CS46 — Homework 7


Due Tuesday 8 April at start of class
Starting files are available from my public cs46 folder
cd ~/cs46/
cp -r examples/homework/hw07.tex homework/
git status 
git add homework/hw07.tex
git commit -m "week7 start"
git push
You may work with a partner and submit a common solution on this homework.
In lab practice
  1. Consider the following "reduction" from $A_{TM}$ to $E_{TM}$. Construct $f(\langle M,w \rangle)=\langle M' \rangle$ as follows: $M'$: on input $x$
    erase $x$ and write $w$
    simulate $M$ on $w$
    if $M$ accepts $w$, reject
    if you get here, accept

    Is $f$ computable? Is it true that $\langle M,w \rangle \in A_{TM} \iff \langle M' \rangle \in E_{TM}$?

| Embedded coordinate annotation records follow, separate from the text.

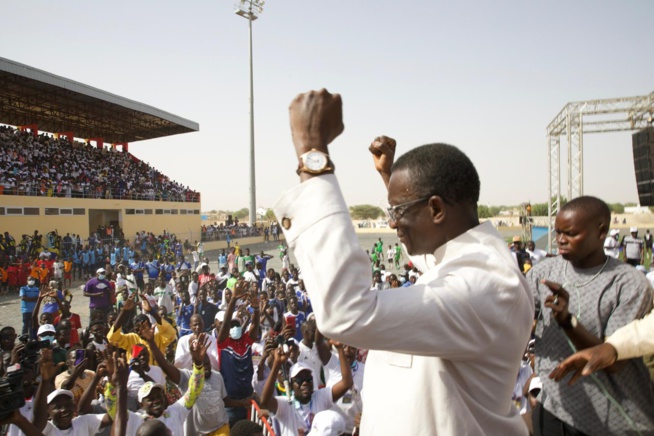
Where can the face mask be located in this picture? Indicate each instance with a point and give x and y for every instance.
(235, 333)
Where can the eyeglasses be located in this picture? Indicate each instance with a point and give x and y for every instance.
(305, 379)
(396, 212)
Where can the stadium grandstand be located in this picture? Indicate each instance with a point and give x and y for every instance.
(65, 160)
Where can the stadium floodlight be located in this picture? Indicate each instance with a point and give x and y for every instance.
(251, 9)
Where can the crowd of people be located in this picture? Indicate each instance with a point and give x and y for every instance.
(158, 312)
(476, 337)
(54, 167)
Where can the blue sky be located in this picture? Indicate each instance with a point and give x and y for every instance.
(485, 76)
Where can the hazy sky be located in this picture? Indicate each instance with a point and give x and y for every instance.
(486, 76)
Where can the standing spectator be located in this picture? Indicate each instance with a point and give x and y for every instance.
(535, 254)
(633, 248)
(584, 296)
(99, 290)
(612, 245)
(28, 296)
(649, 241)
(235, 352)
(298, 415)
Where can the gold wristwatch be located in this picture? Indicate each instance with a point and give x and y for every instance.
(315, 162)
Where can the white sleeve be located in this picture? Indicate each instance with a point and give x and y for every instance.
(634, 339)
(336, 270)
(182, 354)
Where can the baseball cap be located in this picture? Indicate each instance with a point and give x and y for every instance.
(147, 387)
(298, 368)
(54, 394)
(46, 328)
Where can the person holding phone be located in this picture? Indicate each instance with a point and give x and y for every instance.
(77, 378)
(235, 350)
(294, 317)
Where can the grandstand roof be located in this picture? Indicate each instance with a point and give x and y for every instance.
(32, 96)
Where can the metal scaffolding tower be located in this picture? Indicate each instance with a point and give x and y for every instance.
(576, 119)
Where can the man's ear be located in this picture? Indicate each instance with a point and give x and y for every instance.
(438, 209)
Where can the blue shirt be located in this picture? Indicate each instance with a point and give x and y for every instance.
(135, 266)
(153, 269)
(184, 318)
(29, 292)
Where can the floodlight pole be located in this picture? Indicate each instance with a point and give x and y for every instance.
(250, 9)
(253, 186)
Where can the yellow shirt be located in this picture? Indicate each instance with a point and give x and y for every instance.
(164, 336)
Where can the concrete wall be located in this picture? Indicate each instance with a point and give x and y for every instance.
(80, 216)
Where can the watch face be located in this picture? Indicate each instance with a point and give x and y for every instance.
(315, 161)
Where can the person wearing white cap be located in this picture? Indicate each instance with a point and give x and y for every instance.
(182, 353)
(633, 247)
(296, 413)
(612, 245)
(59, 406)
(235, 351)
(29, 294)
(152, 397)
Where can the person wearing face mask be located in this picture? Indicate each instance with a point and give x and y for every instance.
(28, 296)
(98, 289)
(235, 351)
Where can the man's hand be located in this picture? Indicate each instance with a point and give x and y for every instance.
(48, 368)
(240, 289)
(558, 301)
(280, 356)
(147, 334)
(121, 372)
(383, 154)
(80, 368)
(316, 120)
(129, 303)
(198, 348)
(145, 304)
(585, 362)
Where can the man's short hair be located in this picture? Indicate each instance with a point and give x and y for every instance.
(152, 427)
(591, 206)
(443, 170)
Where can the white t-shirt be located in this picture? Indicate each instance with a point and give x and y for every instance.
(83, 425)
(294, 416)
(183, 358)
(349, 404)
(537, 255)
(208, 414)
(134, 382)
(173, 417)
(192, 291)
(28, 413)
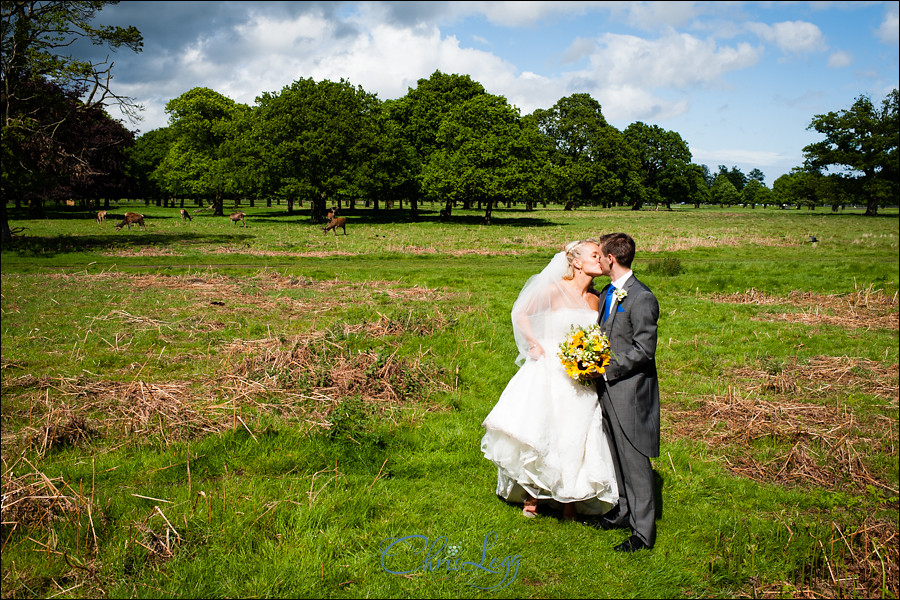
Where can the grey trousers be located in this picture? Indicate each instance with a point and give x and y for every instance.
(634, 473)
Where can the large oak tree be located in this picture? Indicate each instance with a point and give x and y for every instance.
(860, 146)
(43, 87)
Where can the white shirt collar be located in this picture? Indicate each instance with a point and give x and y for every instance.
(621, 281)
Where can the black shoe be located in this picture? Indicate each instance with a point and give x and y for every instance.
(632, 544)
(607, 524)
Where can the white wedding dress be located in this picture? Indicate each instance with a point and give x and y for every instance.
(545, 433)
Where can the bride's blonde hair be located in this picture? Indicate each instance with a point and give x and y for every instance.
(573, 251)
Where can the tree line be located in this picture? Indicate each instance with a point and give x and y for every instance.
(331, 143)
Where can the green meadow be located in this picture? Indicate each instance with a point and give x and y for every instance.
(201, 409)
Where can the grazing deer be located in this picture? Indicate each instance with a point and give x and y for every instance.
(335, 222)
(131, 218)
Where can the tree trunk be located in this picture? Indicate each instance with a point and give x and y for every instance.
(36, 208)
(487, 212)
(318, 211)
(872, 207)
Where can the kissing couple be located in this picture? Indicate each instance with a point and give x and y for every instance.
(558, 442)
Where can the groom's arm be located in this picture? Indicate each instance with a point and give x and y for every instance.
(644, 315)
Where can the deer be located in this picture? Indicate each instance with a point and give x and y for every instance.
(131, 218)
(335, 222)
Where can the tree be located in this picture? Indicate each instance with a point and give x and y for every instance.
(723, 191)
(317, 138)
(665, 163)
(42, 88)
(735, 176)
(800, 187)
(593, 162)
(418, 117)
(756, 193)
(144, 159)
(861, 145)
(199, 159)
(485, 152)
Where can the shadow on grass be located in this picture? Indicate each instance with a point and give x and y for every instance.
(45, 247)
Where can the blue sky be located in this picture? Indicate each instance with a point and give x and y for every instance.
(739, 81)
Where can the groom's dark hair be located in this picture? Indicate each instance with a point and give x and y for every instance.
(619, 245)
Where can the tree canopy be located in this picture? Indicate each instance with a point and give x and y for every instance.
(45, 93)
(860, 146)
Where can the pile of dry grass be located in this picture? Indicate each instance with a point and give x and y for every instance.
(824, 375)
(862, 563)
(827, 447)
(862, 309)
(313, 375)
(74, 431)
(33, 500)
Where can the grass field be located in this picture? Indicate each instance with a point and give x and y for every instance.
(203, 409)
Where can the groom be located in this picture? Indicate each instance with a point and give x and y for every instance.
(629, 391)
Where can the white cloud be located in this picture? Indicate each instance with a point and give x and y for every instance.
(675, 61)
(889, 32)
(840, 59)
(791, 36)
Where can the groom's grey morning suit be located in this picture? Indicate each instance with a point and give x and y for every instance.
(630, 400)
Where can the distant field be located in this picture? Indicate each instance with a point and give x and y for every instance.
(205, 409)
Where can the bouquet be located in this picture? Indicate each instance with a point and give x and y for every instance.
(585, 352)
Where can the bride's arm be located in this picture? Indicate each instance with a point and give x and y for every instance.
(523, 318)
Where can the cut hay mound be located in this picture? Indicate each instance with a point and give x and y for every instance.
(315, 375)
(74, 431)
(825, 375)
(827, 446)
(85, 409)
(863, 309)
(854, 562)
(34, 500)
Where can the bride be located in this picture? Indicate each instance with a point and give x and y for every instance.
(545, 433)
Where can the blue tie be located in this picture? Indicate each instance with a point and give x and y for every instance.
(607, 308)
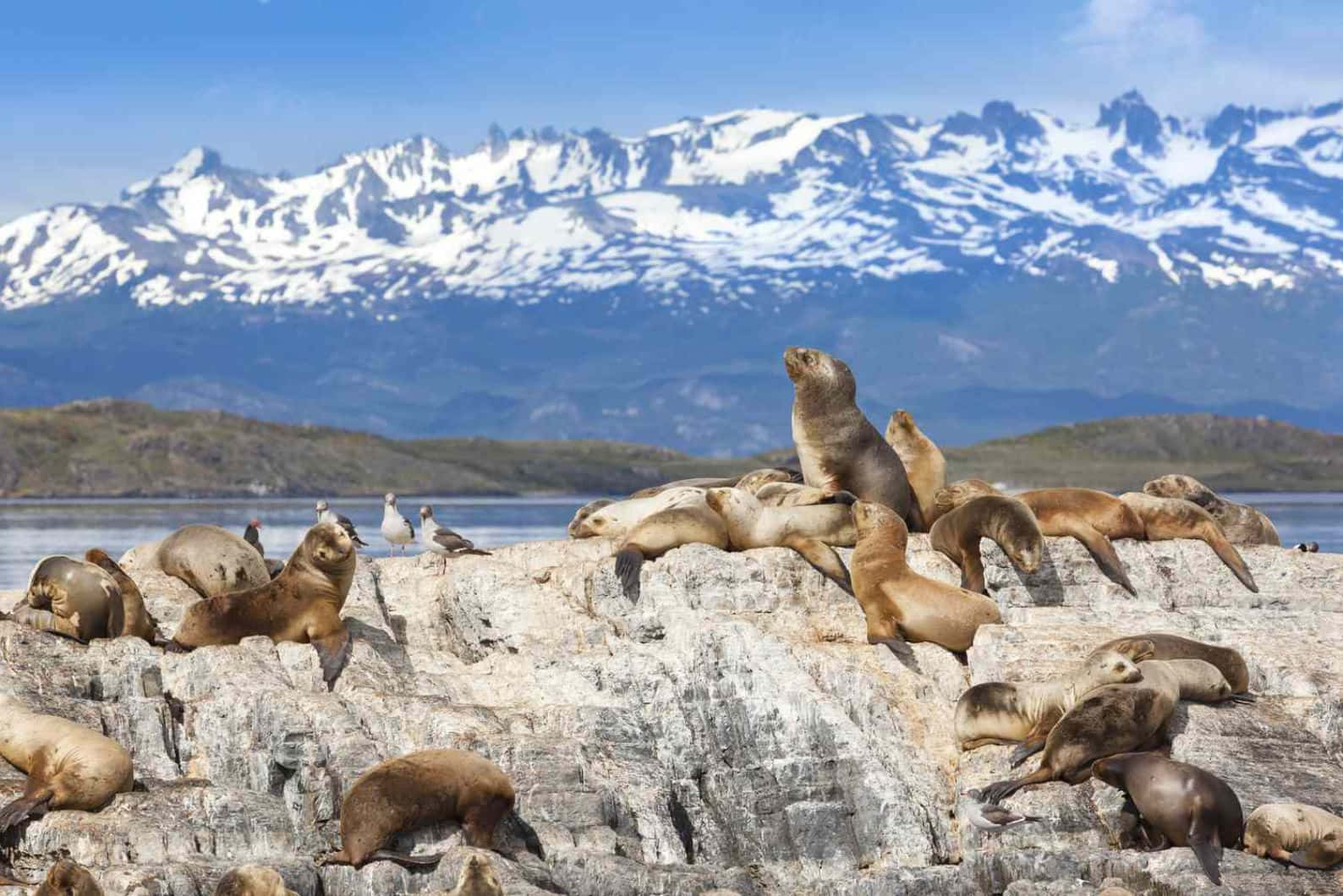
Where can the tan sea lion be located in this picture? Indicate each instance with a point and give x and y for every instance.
(69, 766)
(689, 522)
(1292, 832)
(838, 448)
(211, 560)
(1025, 713)
(303, 604)
(1119, 718)
(253, 880)
(813, 532)
(1157, 646)
(1242, 523)
(1004, 519)
(69, 877)
(1167, 518)
(923, 462)
(422, 789)
(902, 605)
(1178, 802)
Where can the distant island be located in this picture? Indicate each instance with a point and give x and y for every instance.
(129, 450)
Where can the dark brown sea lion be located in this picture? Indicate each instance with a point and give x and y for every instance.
(1180, 804)
(303, 604)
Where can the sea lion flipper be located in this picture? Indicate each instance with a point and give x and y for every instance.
(333, 653)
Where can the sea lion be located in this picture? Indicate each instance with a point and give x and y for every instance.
(1004, 519)
(687, 523)
(813, 532)
(253, 880)
(1292, 832)
(902, 605)
(422, 789)
(923, 462)
(1169, 518)
(303, 604)
(477, 879)
(211, 560)
(838, 448)
(1242, 523)
(69, 877)
(1025, 713)
(1155, 646)
(69, 766)
(1119, 718)
(1178, 802)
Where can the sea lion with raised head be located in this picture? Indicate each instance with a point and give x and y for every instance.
(303, 604)
(211, 560)
(1169, 518)
(69, 766)
(902, 605)
(1180, 804)
(1296, 833)
(838, 448)
(1242, 523)
(813, 530)
(923, 462)
(422, 789)
(1004, 519)
(1027, 713)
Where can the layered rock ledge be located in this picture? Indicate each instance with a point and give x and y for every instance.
(730, 733)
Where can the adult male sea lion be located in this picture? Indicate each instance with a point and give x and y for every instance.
(69, 766)
(813, 532)
(838, 448)
(923, 462)
(1242, 523)
(211, 560)
(1296, 833)
(303, 604)
(902, 605)
(422, 789)
(1181, 804)
(1004, 519)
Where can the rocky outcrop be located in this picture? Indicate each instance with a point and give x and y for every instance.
(730, 733)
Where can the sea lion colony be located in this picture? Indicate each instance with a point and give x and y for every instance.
(1105, 719)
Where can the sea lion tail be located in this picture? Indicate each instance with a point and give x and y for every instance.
(628, 561)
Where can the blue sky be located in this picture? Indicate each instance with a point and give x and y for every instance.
(97, 94)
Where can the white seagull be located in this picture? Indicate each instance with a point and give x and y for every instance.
(397, 529)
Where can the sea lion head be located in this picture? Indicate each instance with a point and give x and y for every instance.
(69, 879)
(820, 372)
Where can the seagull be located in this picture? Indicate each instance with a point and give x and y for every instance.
(443, 541)
(326, 516)
(397, 529)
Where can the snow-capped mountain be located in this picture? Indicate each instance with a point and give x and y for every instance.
(1014, 249)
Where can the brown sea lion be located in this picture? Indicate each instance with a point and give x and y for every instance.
(902, 605)
(1292, 832)
(1119, 718)
(1167, 518)
(253, 880)
(1004, 519)
(69, 766)
(303, 604)
(1025, 713)
(813, 532)
(1180, 804)
(923, 462)
(1242, 523)
(422, 789)
(211, 560)
(69, 877)
(838, 448)
(1157, 646)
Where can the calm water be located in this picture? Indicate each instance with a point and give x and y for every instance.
(31, 529)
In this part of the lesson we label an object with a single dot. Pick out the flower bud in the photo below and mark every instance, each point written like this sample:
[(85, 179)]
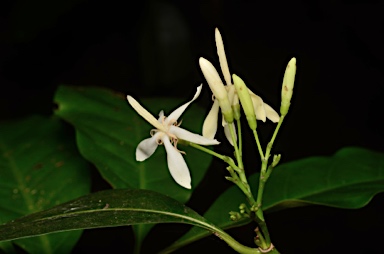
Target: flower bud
[(287, 88), (245, 100), (217, 88)]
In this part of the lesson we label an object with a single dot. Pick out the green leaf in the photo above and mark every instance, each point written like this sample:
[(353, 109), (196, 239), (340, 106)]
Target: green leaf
[(349, 179), (108, 209), (39, 168), (108, 131)]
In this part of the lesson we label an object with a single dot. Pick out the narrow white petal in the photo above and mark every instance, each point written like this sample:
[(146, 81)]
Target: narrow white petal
[(271, 113), (176, 165), (161, 115), (227, 133), (258, 106), (147, 147), (222, 58), (144, 113), (210, 122), (192, 137), (231, 93), (174, 116)]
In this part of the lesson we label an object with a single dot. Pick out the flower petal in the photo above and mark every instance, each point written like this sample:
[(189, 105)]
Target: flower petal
[(271, 113), (222, 58), (210, 122), (144, 113), (228, 135), (191, 137), (147, 147), (258, 106), (176, 164), (174, 116)]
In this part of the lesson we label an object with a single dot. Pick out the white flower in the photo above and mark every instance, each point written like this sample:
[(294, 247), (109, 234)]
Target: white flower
[(262, 110), (168, 132)]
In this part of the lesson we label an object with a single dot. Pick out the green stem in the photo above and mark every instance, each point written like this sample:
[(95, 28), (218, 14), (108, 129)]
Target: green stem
[(264, 175), (236, 245), (237, 152), (240, 138), (258, 144)]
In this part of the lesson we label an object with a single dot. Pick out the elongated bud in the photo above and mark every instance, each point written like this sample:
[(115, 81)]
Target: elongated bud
[(287, 88), (217, 88), (245, 100)]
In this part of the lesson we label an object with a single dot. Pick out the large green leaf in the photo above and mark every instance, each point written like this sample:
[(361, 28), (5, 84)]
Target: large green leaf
[(349, 179), (108, 131), (39, 168), (111, 208)]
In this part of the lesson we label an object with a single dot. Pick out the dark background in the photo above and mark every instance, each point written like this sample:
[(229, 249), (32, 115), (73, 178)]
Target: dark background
[(151, 48)]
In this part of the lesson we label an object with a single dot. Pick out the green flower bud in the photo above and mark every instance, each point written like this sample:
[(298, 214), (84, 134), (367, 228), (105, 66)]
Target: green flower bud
[(287, 88), (246, 101), (217, 88)]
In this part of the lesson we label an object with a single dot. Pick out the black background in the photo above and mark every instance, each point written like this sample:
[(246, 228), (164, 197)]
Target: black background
[(151, 48)]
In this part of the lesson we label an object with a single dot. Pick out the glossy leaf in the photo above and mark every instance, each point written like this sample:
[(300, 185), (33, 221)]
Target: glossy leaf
[(109, 209), (349, 179), (108, 131), (39, 168)]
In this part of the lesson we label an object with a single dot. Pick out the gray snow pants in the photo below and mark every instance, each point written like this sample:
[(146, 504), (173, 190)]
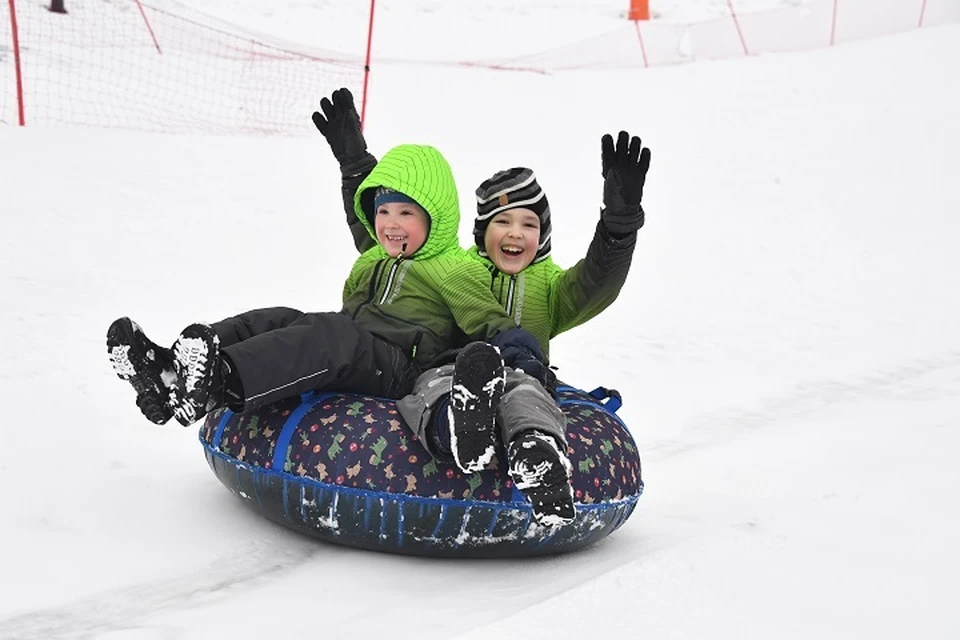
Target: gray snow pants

  2. We know from class that $E_{TM}=\{ \langle M \rangle | M$ is a TM and $L(M) = \emptyset \}$ is undecidable.
    1. Show that $\overline{E_{TM}}$ is Turing-Recognizable
    2. Is $E_{TM}$ Turing-Recognizable? Why or why not?
  3. A linear bounded automaton is a special TM whose read write head is not allowed to read past the portion of the tape containing the input. In essence, the tape length is fixed at a finite $n= |w|$ for any input $w$. Define $A_{LBA} = \{ \langle M, w \rangle | M$ is a deterministic 1-tape LBA and $M$ accepts $w \}$.
    1. What is the maximum number of configurations of a deterministic 1-tape LBA with $|Q|$ states and $|\Gamma|$ tape symbols, given input $w$, $|w|=n$?
    2. Show that $A_{LBA}$ is decidable. In addition to this proof, the book also defines $E_{LBA}= \{ \langle M \rangle | M$ is an LBA and $L(M)=\emptyset \}$ and shows $E_{LBA}$ is undecidable.
  4. Rice's Theorem is stated as follows: Let $P$ be any non-trivial property of the language of a Turing machine, e.g., $L(M)$ contains $w$. The problem of determining if a given TM $M$ satisfies property $P$ is undecidable. $P$ is non-trivial if $P$ contains some, but not all Turing Machine descriptions. Furthermore $P$ is the property of the language of $M$, not necessarily $M$ itself. Thus if $L(M_1)=L(M_2)$ for some $M_1 \neq M_2$, then $\langle M_1 \rangle \in P $ iff $\langle M_2 \rangle \in P$. Prove Rice's theorem by assuming for the sake of contradiction that $R_P$ decides some non-trivial property $P$. Use $R_P$ to decide $A_{TM}$ a contradiction. Because $P$ is known and non-trivial, you may assume that there are two machines $T_1,T_2$ such that $\langle T_1 \rangle \in P, L(T_2) = \emptyset, \langle T_2 \rangle \not \in P$. Use $R_P, T_1$ and $T_2$ to build $S$ that decides $A_{TM}$.